Ces variations, inaperçues du public, mais suivies attentivement par une certaine classe de spéculateurs, suffisent pour expliquer ce que les Anglais appellent le drainage de l’argent. On dit qu’en ce moment des courtiers habiles dans le trafic des métaux précieux parcourent l’Europe pour le compte de quelques grandes maisons, et qu’ils font de bonnes affaires, notamment en Suède, en Norvège et dans les petits états de l’Italie. Où va donc tout cet argent qu’on soutire pour faire place à l’or californien ou australien ? Il va dans les pays où l’or est déjà démonétisé, comme en Hollande, ou menacé de démonétisation, comme en Belgique. On l’envoie en Orient et dans les nouvelles contrées aurifères, où on a besoin de petite monnaie blanche. Les États-Unis surtout viennent de lui offrir un débouché important en affaiblissant d’environ 7 pour 100 le poids des pièces d’argent. Pour donner une idée de la différence, supposons, en ces temps de famine, un négociant français faisant acheter à New-York des farines pour 1 million de dollars (environ 5,300,000 fr.), et obligé de payer en numéraire. S’il parvenait à retirer de la circulation française assez de pièces de 5 francs pour s’acquitter en argent, il gagnerait, sur le change seulement, 212,000 francs, indépendamment de ses bénéfices commerciaux.

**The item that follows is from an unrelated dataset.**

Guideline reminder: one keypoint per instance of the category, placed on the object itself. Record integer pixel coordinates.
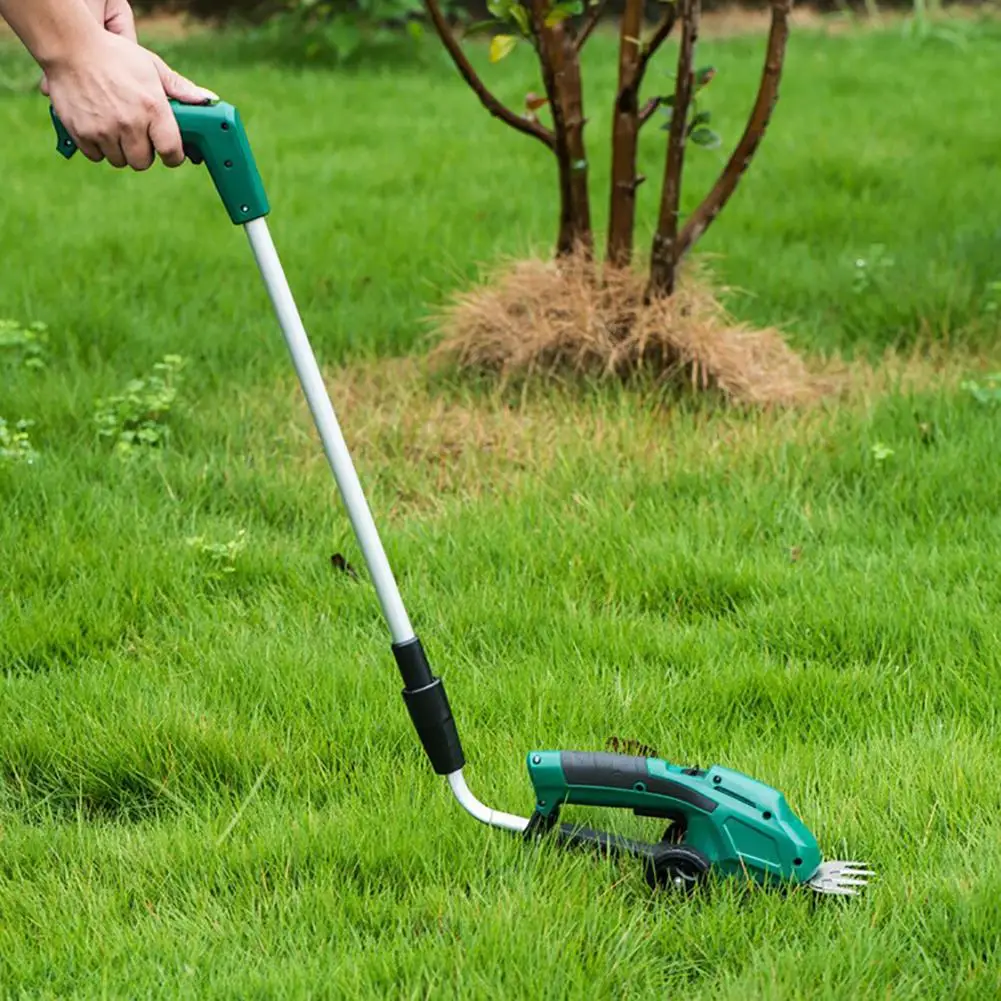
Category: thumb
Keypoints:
(179, 88)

En considérant ! que la production de l’or est à peu près quadruplée depuis cinq ans, il est assez naturel de se demander si nous ne sommes pas menacés d’un phénomène pareil à celui qui a causé tant d’étonnement et de trouble au XVIe siècle, l’avilissement du numéraire, manifesté par un enchérissement de toutes les marchandises. Que les démolitions, la mauvaise récolte, la maladie de la vigne, la multiplication des moteurs mécaniques soient pour beaucoup dans la cherté des logemens, des alimens, des boissons, du combustible et du fer, cela est incontestable ; mais qui oserait affirmer que l’affluence de l’or n’y est pour rien ? En supposant même que les valeurs commerciales n’eussent pas encore été influencées par les richesses métalliques exhumées depuis cinq ans, cela ne serait pas une garantie pour l’avenir.

  1. L’or se vendait à Londres 66 centimes pour 100 francs plus cher qu’en France ; c’est pourquoi le monnayage de ce métal a été dix fois moindre chez nous en 1852 que pendant l’année précédente.
  2. L’année dernière, ceux qui ont converti en pièces de vingt francs des lingots d’or auxquels la loi française attribuait une valeur supérieure de 3 pour 100 au prix commercial ont pu réaliser, sur un monnayage de 313 millions, un bénéfice de 9,390,000 fr. — A Paris, où la valeur de l’or monnayé est soutenue par le cours légal, le change de l’or contre l’argent ne se paie encore que 3 fr. par 1,000.